In [1]:
import numpy as np 
import math
import pandas as pd 
from pathlib import Path
from sklearn import metrics
import matplotlib.pyplot as plt
from sklearn.ensemble import RandomForestRegressor
from sklearn.model_selection import GridSearchCV, LeaveOneOut, cross_val_score

In [2]:
# load all datasets
def load_created_datasets():
    data_list = []
    DATA_PATH = Path('./data/created/')
    
    file_paths = DATA_PATH.glob('*.csv')
    for file_path in file_paths:
        df = pd.read_csv(file_path, index_col='Country')
        data_list.append(df)
    return pd.concat(data_list, join='inner', axis=1)
complete_data = load_created_datasets()

In [3]:
columns_remove  = ['Decreasing', 'Increasing', 'Stable', 'Unnamed: 0']
rf_data = complete_data.copy()
rf_data = rf_data.drop(columns=columns_remove)
rf_data.shape

(42, 40)

## Random Forest Regression
We perform random forest regression here to predict the outcome of our relative threatened species for all groups combined and for each group separately. As a random forest is a tree partitioning algorithm it does by nature not need any scaling of the data beforehand. After the results of our correlation analysis we start with the full model here.
As the number of samples in our remaining data frame is quite limited, we use leave one out cross validation to measure the performance of our regressor rather than a train/test split.Because of the high dimension of the data, we take the square root of the total number of features to pick for every split.

In [None]:
def rf_predict_threatened_relative(data):
    results = {}

    # iterate all target variables
    columns_threatened = [col for col in data.columns if col.endswith('threatened')]
    for target in columns_threatened:
        y = data[target]
        X = data.drop(columns=columns_threatened)

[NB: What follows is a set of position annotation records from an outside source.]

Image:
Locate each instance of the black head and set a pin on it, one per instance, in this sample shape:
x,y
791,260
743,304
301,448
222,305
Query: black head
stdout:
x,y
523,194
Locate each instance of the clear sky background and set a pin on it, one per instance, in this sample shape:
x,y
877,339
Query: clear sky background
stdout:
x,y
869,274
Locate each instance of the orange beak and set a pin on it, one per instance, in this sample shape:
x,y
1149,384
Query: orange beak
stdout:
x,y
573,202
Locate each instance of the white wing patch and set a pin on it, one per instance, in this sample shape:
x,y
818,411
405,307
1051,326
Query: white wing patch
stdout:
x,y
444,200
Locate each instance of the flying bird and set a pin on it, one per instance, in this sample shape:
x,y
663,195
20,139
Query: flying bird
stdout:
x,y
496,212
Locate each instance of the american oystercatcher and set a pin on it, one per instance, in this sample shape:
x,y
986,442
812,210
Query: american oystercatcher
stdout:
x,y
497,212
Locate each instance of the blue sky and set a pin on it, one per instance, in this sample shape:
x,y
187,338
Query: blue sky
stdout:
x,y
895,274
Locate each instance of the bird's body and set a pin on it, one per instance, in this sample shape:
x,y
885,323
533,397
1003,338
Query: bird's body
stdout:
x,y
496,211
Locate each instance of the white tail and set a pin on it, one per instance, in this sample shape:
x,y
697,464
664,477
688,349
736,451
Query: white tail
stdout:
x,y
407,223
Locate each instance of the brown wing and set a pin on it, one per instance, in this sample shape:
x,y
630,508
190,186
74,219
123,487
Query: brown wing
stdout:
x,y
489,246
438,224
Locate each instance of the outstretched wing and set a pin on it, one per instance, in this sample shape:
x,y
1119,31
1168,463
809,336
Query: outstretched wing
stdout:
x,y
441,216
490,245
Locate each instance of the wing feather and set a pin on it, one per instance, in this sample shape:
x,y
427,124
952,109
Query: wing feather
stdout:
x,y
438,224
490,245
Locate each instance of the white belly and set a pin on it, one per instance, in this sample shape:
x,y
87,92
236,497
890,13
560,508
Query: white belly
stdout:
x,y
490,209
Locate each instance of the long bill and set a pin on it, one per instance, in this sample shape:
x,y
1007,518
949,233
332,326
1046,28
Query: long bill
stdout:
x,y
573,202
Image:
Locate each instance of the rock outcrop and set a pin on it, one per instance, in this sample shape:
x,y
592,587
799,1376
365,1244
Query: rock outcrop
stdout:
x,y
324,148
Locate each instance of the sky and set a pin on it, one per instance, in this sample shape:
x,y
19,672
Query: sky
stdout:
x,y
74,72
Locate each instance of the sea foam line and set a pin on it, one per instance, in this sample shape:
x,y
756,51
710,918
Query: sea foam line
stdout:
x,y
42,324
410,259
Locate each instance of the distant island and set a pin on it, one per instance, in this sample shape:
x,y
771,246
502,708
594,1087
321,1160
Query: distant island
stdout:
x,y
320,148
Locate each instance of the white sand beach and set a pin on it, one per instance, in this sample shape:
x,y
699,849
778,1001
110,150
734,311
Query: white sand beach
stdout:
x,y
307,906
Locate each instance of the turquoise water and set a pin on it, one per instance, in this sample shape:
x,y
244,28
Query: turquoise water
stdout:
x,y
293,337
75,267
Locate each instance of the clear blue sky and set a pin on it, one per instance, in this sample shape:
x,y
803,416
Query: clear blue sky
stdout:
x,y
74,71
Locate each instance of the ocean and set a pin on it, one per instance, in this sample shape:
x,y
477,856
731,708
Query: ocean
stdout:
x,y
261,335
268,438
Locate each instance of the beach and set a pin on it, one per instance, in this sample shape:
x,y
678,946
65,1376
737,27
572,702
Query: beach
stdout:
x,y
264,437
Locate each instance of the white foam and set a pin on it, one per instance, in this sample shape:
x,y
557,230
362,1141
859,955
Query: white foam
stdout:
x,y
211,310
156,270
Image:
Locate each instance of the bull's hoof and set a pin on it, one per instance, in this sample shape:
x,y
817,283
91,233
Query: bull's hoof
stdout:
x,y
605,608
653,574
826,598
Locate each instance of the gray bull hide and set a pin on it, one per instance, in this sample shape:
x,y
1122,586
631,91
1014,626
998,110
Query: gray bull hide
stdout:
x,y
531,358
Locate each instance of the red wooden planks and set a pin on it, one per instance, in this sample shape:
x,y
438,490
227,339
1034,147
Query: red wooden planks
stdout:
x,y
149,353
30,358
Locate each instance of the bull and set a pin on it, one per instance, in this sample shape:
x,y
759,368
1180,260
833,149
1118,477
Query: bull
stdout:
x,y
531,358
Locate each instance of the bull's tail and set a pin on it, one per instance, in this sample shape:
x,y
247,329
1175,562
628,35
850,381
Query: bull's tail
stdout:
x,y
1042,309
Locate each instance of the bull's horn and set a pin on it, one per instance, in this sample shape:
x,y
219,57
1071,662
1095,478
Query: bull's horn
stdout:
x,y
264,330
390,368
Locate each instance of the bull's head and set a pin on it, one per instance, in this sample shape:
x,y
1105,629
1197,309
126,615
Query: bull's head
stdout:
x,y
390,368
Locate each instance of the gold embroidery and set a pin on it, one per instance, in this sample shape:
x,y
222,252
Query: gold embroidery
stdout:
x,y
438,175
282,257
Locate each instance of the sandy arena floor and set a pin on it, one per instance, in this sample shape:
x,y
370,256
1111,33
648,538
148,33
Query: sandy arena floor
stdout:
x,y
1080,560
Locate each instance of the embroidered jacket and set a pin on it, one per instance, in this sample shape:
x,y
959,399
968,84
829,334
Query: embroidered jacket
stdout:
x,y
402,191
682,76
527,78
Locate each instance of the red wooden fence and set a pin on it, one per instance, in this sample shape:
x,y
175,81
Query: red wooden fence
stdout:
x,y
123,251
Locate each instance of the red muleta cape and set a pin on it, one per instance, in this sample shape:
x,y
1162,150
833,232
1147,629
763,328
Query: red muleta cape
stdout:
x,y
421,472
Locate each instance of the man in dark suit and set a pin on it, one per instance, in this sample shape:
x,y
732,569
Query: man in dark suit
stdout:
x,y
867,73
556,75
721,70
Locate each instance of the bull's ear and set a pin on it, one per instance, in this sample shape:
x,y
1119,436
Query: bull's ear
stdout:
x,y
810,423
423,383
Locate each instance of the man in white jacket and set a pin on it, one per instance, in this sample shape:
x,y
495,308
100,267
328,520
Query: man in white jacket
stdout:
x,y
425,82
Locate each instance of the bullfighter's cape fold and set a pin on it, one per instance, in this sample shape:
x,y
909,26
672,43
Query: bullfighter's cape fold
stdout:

        # n_estimator(number of trees) is the hyperparameter that we try to optimize here
        n_estimators = [int(x) for x in np.linspace(start = 50, stop = 500, num = 10)]
        grid = random_grid = {'n_estimators': n_estimators}
        rf=RandomForestRegressor(max_features = 'sqrt', random_state=0)
        rf_grid = GridSearchCV(estimator = rf, param_grid = random_grid,  cv = LeaveOneOut(),  scoring='neg_mean_squared_error', refit='neg_mean_squared_error')
        rf_grid.fit(X,y)    
        results[target] = round(math.sqrt(-rf_grid.best_score_),5)

    return results
RMSE_rf = rf_predict_threatened_relative(complete_data)
RMSE_rf

## Conclusion
As performance metric we used the RMSE here. As the range of our threatened species percentage of all groups is from 1.7%-16.7%, a RMSE of 5% is a pretty big offset. For amphibians the RMSE even suggests a mean 16% offset (maximum for all targets). These values indicate rather bad predictions that suggest that our model is not very well suited to predict the percentage of threatened animals in a country.